Si le cinéaste ne semble pas chercher explicitement à établir des parallèles avec des formes plus larges et contemporaines d’oppression, il manifeste une intention consciencieuse de restituer l’intensité du rapport que Diderot entretenait avec les ordres de son époque. Pourtant, une lecture attentive des formes sociales à l’œuvre dans le récit ne peut dissocier Suzanne de sa condition de femme ni du système de domination auquel elle est confrontée. Le mode opératoire de cette politique de soumission résonne bien au-delà du cadre strictement religieux et confère au film une dimension intemporelle, permettant d’appréhender ce récit, en plus de son interprétation contemporaine, à la fois à travers le regard de Diderot et celui de la jeune femme qui inspira son œuvre au XVIIIᵉ siècle.

La religieuse

À ce titre, le choix d’Anna Karina dans le rôle de Suzanne Simonin apparaît particulièrement significatif. Son interprétation, habitée et profonde, donne une substance tangible à un destin féminin largement désincarné et fantasmé par Diderot dans le texte original. Par cette performance, Anna Karina affirme une présence singulière, qui la distingue parmi les figures majeures de sa génération, et impose une voix et un visage à la Nouvelle Vague.

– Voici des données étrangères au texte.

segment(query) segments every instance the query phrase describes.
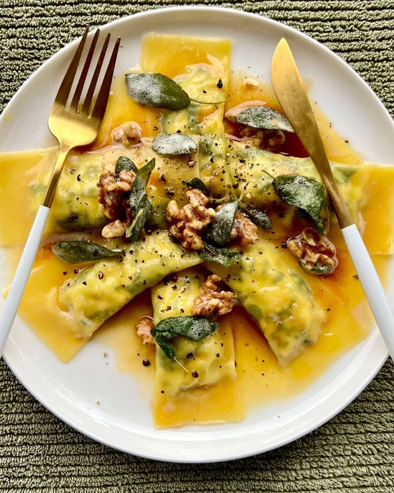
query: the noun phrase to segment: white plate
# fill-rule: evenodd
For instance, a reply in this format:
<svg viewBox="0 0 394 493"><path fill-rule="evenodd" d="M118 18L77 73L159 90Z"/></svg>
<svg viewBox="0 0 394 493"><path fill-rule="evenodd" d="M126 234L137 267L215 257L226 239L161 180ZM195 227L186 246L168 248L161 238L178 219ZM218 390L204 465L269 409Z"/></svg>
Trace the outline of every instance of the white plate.
<svg viewBox="0 0 394 493"><path fill-rule="evenodd" d="M304 35L274 21L232 10L180 7L147 12L102 29L101 36L110 32L122 37L117 73L138 62L141 36L151 31L230 36L233 42L233 67L249 69L267 81L274 49L286 36L302 75L313 81L314 99L335 129L349 138L365 159L392 162L394 124L382 105L348 65ZM52 143L48 115L78 42L44 64L12 98L0 118L2 150ZM99 342L92 341L70 363L63 364L17 319L4 356L26 388L76 429L131 454L179 462L243 457L308 433L349 404L388 355L375 329L294 398L250 412L238 424L159 431L152 424L149 398L141 394L138 383L130 375L117 373L114 365L103 365L102 351ZM98 399L99 406L95 403Z"/></svg>

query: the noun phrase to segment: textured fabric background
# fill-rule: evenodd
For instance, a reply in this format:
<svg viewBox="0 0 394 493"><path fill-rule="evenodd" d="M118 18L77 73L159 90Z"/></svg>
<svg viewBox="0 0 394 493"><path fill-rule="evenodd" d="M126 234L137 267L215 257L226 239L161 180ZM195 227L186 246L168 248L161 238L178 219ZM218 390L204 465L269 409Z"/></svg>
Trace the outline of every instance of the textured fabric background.
<svg viewBox="0 0 394 493"><path fill-rule="evenodd" d="M201 2L243 8L324 43L394 112L394 2ZM19 86L87 24L186 0L0 0L0 110ZM394 492L394 365L340 415L296 442L227 463L154 462L99 445L44 409L0 364L0 491L36 493Z"/></svg>

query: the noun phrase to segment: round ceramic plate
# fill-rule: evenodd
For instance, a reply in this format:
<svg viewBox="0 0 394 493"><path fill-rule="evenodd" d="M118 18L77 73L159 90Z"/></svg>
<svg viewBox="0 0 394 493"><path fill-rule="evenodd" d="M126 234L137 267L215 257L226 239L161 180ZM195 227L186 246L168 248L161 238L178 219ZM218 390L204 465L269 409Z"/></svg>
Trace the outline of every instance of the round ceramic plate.
<svg viewBox="0 0 394 493"><path fill-rule="evenodd" d="M100 36L110 32L122 37L116 73L138 62L141 36L152 31L230 37L233 67L245 68L266 81L275 47L285 36L303 76L313 81L314 99L336 131L349 138L366 160L392 163L394 124L383 106L348 65L304 35L233 10L181 7L147 12L103 28ZM0 118L1 150L54 143L47 129L48 115L78 42L53 56L12 98ZM158 430L152 423L149 397L142 393L132 375L117 372L114 365L103 365L102 351L99 342L93 340L70 362L63 364L17 318L4 356L28 390L76 429L131 454L179 462L252 455L308 433L349 404L387 357L375 328L305 391L291 399L251 411L246 421L237 424ZM99 406L96 405L98 396Z"/></svg>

Cette œuvre exigeante qu’est, dans son titre complet, Suzanne Simonin, la Religieuse de Diderot, impose une rupture avec les époques auxquelles elle fait écho. La radicalité de son regard et le dialogue instauré entre son auteur et celui qui en propose une relecture transformée permettent de prolonger, à travers le temps, le scandale d’une liberté d’expression nécessaire, portant sur les mécanismes de domination et les multiples formes de violence institutionnelle. Ce récit doit ainsi continuer d’être transmis à travers les générations, afin que ne s’éteigne jamais le souffle de sa revendication.